Herald Reporter
Nurses and other health workers at rural district council clinics and hospitals countrywide are in a quandary after their employers and the Government disowned them.
This came out during a long drawn labour case in which hundreds of nurses and other medical staff operating at council clinics were seeking an increase in salaries and payment of salary arrears. The dispute arose when the workers realised that they were now getting far less than what other council employees were getting and they instructed their lawyers to seek an upward review of salaries and benefits in line with the councils’ pay standards.
Lawman Chimuriwo Attorneys instructed Advocate Thabani Mpofu to argue the matter while Warara and Associates are acting for the RDCs.
The councils insisted that since Government was now involvement in the payment of the medical staff, they were now civil servants and that their salaries and benefits had nothing to do with the local authorities.

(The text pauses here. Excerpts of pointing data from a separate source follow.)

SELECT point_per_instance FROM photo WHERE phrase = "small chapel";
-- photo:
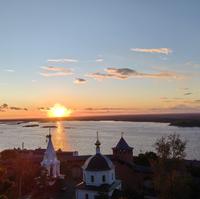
(98, 177)
(50, 161)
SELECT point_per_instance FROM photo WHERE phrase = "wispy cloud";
(80, 81)
(9, 70)
(165, 51)
(5, 107)
(62, 61)
(188, 93)
(125, 73)
(52, 71)
(99, 60)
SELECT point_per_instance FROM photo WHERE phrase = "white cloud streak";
(52, 71)
(62, 61)
(126, 73)
(165, 51)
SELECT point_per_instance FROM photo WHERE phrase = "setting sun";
(59, 111)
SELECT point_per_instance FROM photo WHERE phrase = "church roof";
(98, 162)
(122, 145)
(50, 157)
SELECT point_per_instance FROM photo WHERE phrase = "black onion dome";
(98, 162)
(122, 145)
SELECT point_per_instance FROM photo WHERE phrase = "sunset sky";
(99, 56)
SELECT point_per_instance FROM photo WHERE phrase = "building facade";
(98, 177)
(50, 161)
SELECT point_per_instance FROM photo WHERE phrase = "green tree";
(170, 177)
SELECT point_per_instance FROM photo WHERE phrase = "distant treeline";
(182, 120)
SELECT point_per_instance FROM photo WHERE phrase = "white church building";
(50, 161)
(98, 176)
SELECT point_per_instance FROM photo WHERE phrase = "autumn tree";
(170, 176)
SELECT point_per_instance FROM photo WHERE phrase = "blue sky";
(88, 37)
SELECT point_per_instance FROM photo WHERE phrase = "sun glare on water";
(59, 110)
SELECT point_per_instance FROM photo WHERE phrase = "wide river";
(81, 135)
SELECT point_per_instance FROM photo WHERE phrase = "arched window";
(103, 178)
(86, 196)
(92, 178)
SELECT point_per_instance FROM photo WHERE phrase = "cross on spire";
(122, 134)
(98, 143)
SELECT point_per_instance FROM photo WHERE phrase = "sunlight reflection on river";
(60, 137)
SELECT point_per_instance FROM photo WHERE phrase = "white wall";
(80, 194)
(98, 177)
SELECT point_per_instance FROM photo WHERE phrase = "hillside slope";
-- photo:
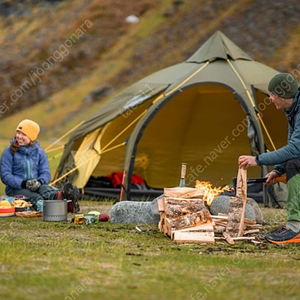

However, Government, in a letter dated February 16 2010, distanced itself from the dispute saying the workers were still employees of the councils.
Health and Child Care secretary Dr Gerald Gwinji, said the workers in question remained on the salary structures of the rural district councils.
“Pursuant to my Ministry’s circular No 2 referenced 1/1/1 DC277 dated 12 May 2004, may you be advised that the staff under Rural District Councils still remain employees of, and on salary structures, of Rural District Councils.
“The grant support towards their salaries does not make them civil servants,” read the letter.
Three judges of the Labour Court are expected to determine whether or not the workers in question are civil servants.